3 Reading files

3.1 DataVolley

filename <- "c:/my/filename.dvw"
x <- dv_read(filename)

The dv_read function has a number of optional parameters. The most important are probably:

  • insert_technical_timeouts. By default, technical timeouts will be inserted at points 8 and 16 of sets 1–4 (for indoor files) or when the team scores sum to 21 in sets 1–2 (beach). You can avoid inserting technical timeouts by setting this to FALSE, or change the scores at which TTs are inserted (see dv_read function help)

  • skill_evaluation_decode. By default, dv_read uses the standard DataVolley scouting conventions. This controls the interpretation of the evaluation codes (e.g. B/ is a block invasion (net touch or other violation)). However, not all scouts use these conventions. VolleyMetrics, for example, use B/ to mean a poor block that the opposition can replay (amongst other convention differences). In Germany, B/ is usually used to indicate a block tool (attack off the block for a kill) and B= is used to indicate an invasion. You can tell the dv_read function to follow these conventions by dv_read(..., skill_evaluation_decode = "volleymetrics") or dv_read(..., skill_evaluation_decode = "german"). If your files use other scouting conventions, you can write your own decoder (see dv_read function help)

  • date_format. Dates can be ambiguous in DataVolley files, and sometimes they will be parsed incorrectly (e.g. swapping month and day). If the dates in your files are being read incorrectly you can set the expected format, e.g. dv_read(..., date_format = "dmy") or dv_read(..., date_format = "mdy").

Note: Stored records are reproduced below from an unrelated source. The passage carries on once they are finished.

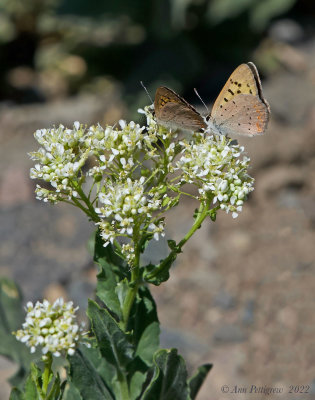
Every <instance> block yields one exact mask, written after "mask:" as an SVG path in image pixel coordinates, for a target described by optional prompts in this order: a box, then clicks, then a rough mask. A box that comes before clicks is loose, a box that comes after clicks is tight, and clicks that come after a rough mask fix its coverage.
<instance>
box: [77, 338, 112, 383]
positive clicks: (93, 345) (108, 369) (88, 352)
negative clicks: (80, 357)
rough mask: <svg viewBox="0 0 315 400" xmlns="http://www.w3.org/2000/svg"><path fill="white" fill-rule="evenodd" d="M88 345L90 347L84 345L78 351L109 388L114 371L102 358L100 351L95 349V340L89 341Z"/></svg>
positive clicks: (80, 347)
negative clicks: (87, 346)
mask: <svg viewBox="0 0 315 400" xmlns="http://www.w3.org/2000/svg"><path fill="white" fill-rule="evenodd" d="M93 342H94V343H93ZM90 344H92V347H87V346H85V345H82V346H80V351H81V353H82V354H83V356H84V357H85V358H87V359H88V360H89V361H90V362H91V364H92V365H93V366H94V368H95V369H96V370H97V372H98V374H99V375H100V376H101V377H102V378H103V380H104V382H105V383H106V385H107V386H110V384H111V382H112V380H113V379H114V377H115V375H116V370H115V368H114V367H113V366H112V365H111V364H108V362H106V360H105V359H104V358H103V357H102V354H101V352H100V349H99V348H98V347H97V342H96V340H94V341H92V340H91V341H90Z"/></svg>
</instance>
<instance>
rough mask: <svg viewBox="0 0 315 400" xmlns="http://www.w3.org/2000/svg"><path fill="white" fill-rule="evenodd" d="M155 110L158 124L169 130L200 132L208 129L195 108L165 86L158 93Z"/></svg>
mask: <svg viewBox="0 0 315 400" xmlns="http://www.w3.org/2000/svg"><path fill="white" fill-rule="evenodd" d="M154 110H155V116H156V120H157V122H158V123H159V124H161V125H163V126H165V127H167V128H173V129H183V130H191V131H199V130H201V129H205V128H206V127H207V124H206V123H205V121H204V118H203V117H202V116H201V115H200V114H199V112H198V111H197V110H196V109H195V107H193V106H192V105H191V104H189V103H188V102H187V101H186V100H184V99H183V98H182V97H180V96H179V95H178V94H177V93H175V92H174V91H173V90H172V89H169V88H167V87H165V86H160V87H159V88H158V89H157V91H156V94H155V99H154Z"/></svg>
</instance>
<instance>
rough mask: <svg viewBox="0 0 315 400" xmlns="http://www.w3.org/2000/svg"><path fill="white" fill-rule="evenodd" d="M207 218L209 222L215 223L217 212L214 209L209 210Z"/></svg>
mask: <svg viewBox="0 0 315 400" xmlns="http://www.w3.org/2000/svg"><path fill="white" fill-rule="evenodd" d="M209 217H210V218H211V221H213V222H215V220H216V219H217V210H216V209H215V208H213V209H211V210H209Z"/></svg>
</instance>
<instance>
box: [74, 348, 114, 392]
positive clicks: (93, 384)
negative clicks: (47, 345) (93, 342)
mask: <svg viewBox="0 0 315 400" xmlns="http://www.w3.org/2000/svg"><path fill="white" fill-rule="evenodd" d="M68 360H69V363H70V377H71V382H72V384H73V385H74V386H75V388H76V389H77V390H78V392H79V393H80V396H81V397H82V398H83V399H84V400H104V399H106V400H114V399H115V397H114V396H113V394H112V393H111V391H110V389H109V387H108V386H107V385H106V383H105V382H104V380H103V379H102V378H101V377H100V375H99V374H98V372H97V370H96V369H95V367H94V366H93V364H92V363H91V362H90V360H89V359H88V358H86V357H85V356H84V355H83V354H82V352H81V351H80V350H77V351H76V352H75V354H74V355H73V356H71V357H68ZM70 390H71V392H70V394H69V396H70V395H72V394H73V392H74V390H73V389H71V387H70ZM67 396H68V394H67Z"/></svg>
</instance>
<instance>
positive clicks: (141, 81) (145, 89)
mask: <svg viewBox="0 0 315 400" xmlns="http://www.w3.org/2000/svg"><path fill="white" fill-rule="evenodd" d="M140 84H141V86H142V87H143V89H144V90H145V92H146V94H147V95H148V97H149V99H150V100H151V103H152V105H153V104H154V103H153V100H152V98H151V96H150V93H149V92H148V90H147V88H146V87H145V86H144V84H143V82H142V81H140Z"/></svg>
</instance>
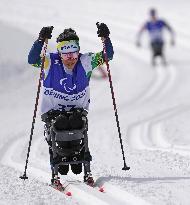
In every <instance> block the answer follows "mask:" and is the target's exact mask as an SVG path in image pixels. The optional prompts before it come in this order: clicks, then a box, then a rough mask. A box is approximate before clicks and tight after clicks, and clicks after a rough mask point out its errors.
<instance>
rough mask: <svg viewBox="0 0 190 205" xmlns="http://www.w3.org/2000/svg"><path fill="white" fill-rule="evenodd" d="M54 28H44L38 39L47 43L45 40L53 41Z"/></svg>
mask: <svg viewBox="0 0 190 205" xmlns="http://www.w3.org/2000/svg"><path fill="white" fill-rule="evenodd" d="M52 31H53V26H47V27H43V28H42V29H41V31H40V33H39V37H38V39H39V40H41V41H45V39H51V37H52Z"/></svg>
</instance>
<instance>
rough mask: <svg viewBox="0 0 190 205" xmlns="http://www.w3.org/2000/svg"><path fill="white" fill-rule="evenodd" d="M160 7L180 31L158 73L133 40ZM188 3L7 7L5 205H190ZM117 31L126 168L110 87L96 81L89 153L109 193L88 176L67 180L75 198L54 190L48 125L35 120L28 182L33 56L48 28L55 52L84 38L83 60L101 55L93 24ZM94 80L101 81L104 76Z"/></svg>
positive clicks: (165, 0)
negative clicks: (59, 49) (73, 30)
mask: <svg viewBox="0 0 190 205" xmlns="http://www.w3.org/2000/svg"><path fill="white" fill-rule="evenodd" d="M150 7H156V8H157V9H158V11H159V15H160V16H161V17H162V16H163V17H164V18H165V19H166V20H168V22H169V23H170V24H171V25H172V26H173V27H174V29H175V31H176V46H175V47H174V48H171V47H170V45H169V35H168V34H167V33H165V34H166V42H167V43H166V54H167V59H168V61H169V65H168V66H167V67H162V66H161V65H159V66H157V67H156V68H152V67H151V65H150V51H149V46H148V38H147V35H146V34H144V35H143V41H142V42H143V43H142V44H143V46H142V48H141V49H138V48H136V47H135V36H136V33H137V31H138V29H139V27H140V26H141V25H142V23H143V22H144V21H145V20H146V19H147V17H148V14H147V11H148V9H149V8H150ZM189 7H190V2H189V1H188V0H181V1H179V0H177V1H175V2H174V1H172V0H159V1H156V0H141V1H138V0H133V1H130V0H119V1H114V0H104V1H100V0H96V1H92V0H88V1H87V0H78V1H74V2H69V1H65V0H56V1H50V0H41V1H39V0H38V1H37V0H33V1H29V0H14V1H13V0H9V1H7V0H1V1H0V34H1V38H0V45H1V46H0V85H1V86H0V96H1V98H0V116H1V121H0V122H1V123H0V130H1V135H0V140H1V143H0V164H1V166H0V173H1V180H0V204H11V205H12V204H39V205H41V204H62V205H63V204H66V205H71V204H72V205H75V204H77V205H79V204H80V205H87V204H90V205H94V204H110V205H123V204H126V205H128V204H133V205H137V204H138V205H141V204H142V205H144V204H155V205H165V204H167V205H180V204H181V205H189V204H190V196H189V193H190V137H189V132H190V128H189V121H190V97H189V96H190V89H189V87H190V81H189V75H190V69H189V65H190V58H189V51H190V44H189V38H190V29H189V27H188V25H189V18H190V14H189ZM97 21H99V22H105V23H107V25H108V26H109V28H110V31H111V39H112V42H113V45H114V51H115V55H114V59H113V61H112V62H110V69H111V73H112V79H113V85H114V92H115V97H116V102H117V107H118V113H119V120H120V126H121V131H122V139H123V144H124V151H125V156H126V162H127V165H129V166H130V167H131V169H130V170H129V171H126V172H125V171H122V167H123V161H122V155H121V149H120V144H119V138H118V133H117V127H116V122H115V116H114V112H113V106H112V100H111V95H110V88H109V83H108V80H98V79H97V78H92V81H91V98H92V99H91V107H90V113H89V146H90V149H91V154H92V156H93V162H92V173H93V175H94V176H95V178H97V182H98V183H99V184H100V185H103V186H104V187H105V190H106V193H99V192H97V190H94V189H92V188H90V187H86V186H85V185H83V184H82V183H81V182H80V180H82V177H83V176H82V174H81V175H78V176H76V175H73V174H72V173H69V175H68V176H67V177H62V178H61V179H62V181H64V180H67V181H68V182H69V183H70V184H69V186H68V190H70V191H72V193H73V196H72V197H67V196H65V195H64V194H62V193H59V192H57V191H55V190H52V188H50V187H49V186H48V183H49V181H50V177H51V171H50V167H49V156H48V146H47V144H46V142H45V141H44V137H43V124H42V122H41V121H40V117H39V116H38V117H37V121H36V124H35V132H34V136H33V141H32V148H31V152H30V159H29V164H28V170H27V175H28V177H29V179H28V180H26V181H25V182H23V181H22V180H21V179H19V176H21V175H22V174H23V171H24V165H25V159H26V153H27V147H28V140H29V135H30V129H31V123H32V116H33V109H34V104H35V98H36V91H37V84H38V78H39V70H38V69H35V68H33V67H32V66H30V65H28V64H27V55H28V51H29V49H30V47H31V46H32V43H33V41H34V40H35V39H36V38H37V35H38V33H39V31H40V29H41V27H42V26H46V25H53V26H54V27H55V28H54V31H53V38H52V40H51V41H50V44H49V49H50V50H52V49H54V47H55V38H56V37H57V35H58V34H59V33H60V32H62V31H63V29H64V28H66V27H72V28H74V29H76V31H77V33H78V34H79V36H80V45H81V49H82V52H88V51H93V52H94V51H99V50H101V49H102V44H101V41H100V39H99V38H98V37H97V34H96V25H95V23H96V22H97ZM98 74H99V73H98V71H96V73H95V75H98Z"/></svg>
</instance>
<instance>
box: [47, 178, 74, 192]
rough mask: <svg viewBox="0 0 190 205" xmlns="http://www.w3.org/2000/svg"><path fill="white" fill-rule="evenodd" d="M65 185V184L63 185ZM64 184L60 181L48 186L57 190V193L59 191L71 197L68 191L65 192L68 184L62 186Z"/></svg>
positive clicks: (68, 184)
mask: <svg viewBox="0 0 190 205" xmlns="http://www.w3.org/2000/svg"><path fill="white" fill-rule="evenodd" d="M64 184H65V183H64ZM64 184H61V182H60V181H58V182H56V183H54V184H50V186H51V187H52V188H53V189H55V190H57V191H60V192H62V193H64V194H65V195H67V196H72V193H71V192H70V191H68V190H67V187H68V186H69V184H67V185H64Z"/></svg>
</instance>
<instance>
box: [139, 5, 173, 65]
mask: <svg viewBox="0 0 190 205" xmlns="http://www.w3.org/2000/svg"><path fill="white" fill-rule="evenodd" d="M149 14H150V20H149V21H147V22H146V23H145V24H144V25H143V26H142V28H141V29H140V31H139V32H138V35H137V46H138V47H140V46H141V42H140V38H141V35H142V33H143V32H144V31H148V33H149V36H150V45H151V50H152V65H153V66H154V65H156V61H155V58H156V57H157V56H160V57H161V59H162V63H163V65H166V58H165V55H164V51H163V47H164V39H163V30H164V28H166V29H167V30H168V31H169V32H170V34H171V45H174V44H175V41H174V32H173V29H172V28H171V26H170V25H169V24H168V23H166V21H164V20H161V19H159V18H157V12H156V10H155V9H154V8H153V9H150V11H149Z"/></svg>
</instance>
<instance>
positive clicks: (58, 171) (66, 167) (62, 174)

  • encoding specifies the text encoding of the file. By default this will be guessed, but if the text encoding is guessed incorrectly then player/team names might appear garbled (e.g. accented characters wrong) and in extreme cases the file might refuse to read altogether. You can get an idea of what is going on with text encoding by asking for verbose output: dv_read(..., verbose = TRUE). You can set the text encoding by e.g. dv_read(..., encoding = "windows-1252")

3.2 VBStats

x <- pv_read("c:/my/filename.psvb")

3.3 Reading multiple files

You might want to read multiple files in and analyze them all together. First find all of the DataVolley files in the target directory:

d <- dir("c:/data", pattern = "dvw$", full.names = TRUE)
## if your files are in nested directories, add 'recursive = TRUE' to the arguments

Read all of those files in a loop, extract the play-by-play component from each, and then join of those all together:

lx <- list()
## read each file
for (fi in seq_along(d)) lx[[fi]] <- dv_read(d[fi], insert_technical_timeouts = FALSE)
## now extract the play-by-play component from each and bind them together
px <- list()
for (fi in seq_along(lx)) px[[fi]] <- plays(lx)
px <- do.call(rbind, px)

Note, the idiomatic R way to do this would be to use lapply instead of for loops:

lx <- lapply(d, dv_read, insert_technical_timeouts = FALSE)
px <- do.call(rbind, lapply(lx, plays))

It achieves the same thing. Use whichever you prefer. Similarly, you could also use dplyr’s bind_rows function instead of do.call(rbind, ...):

px <- bind_rows(lapply(lx, plays))

After these operations, we have lx, which is a list containing the full contents of every match file (including the match and team metadata), and px, which is just the play-by-play component of each (but all joined together, which makes it easy to analyze multiple matches at once).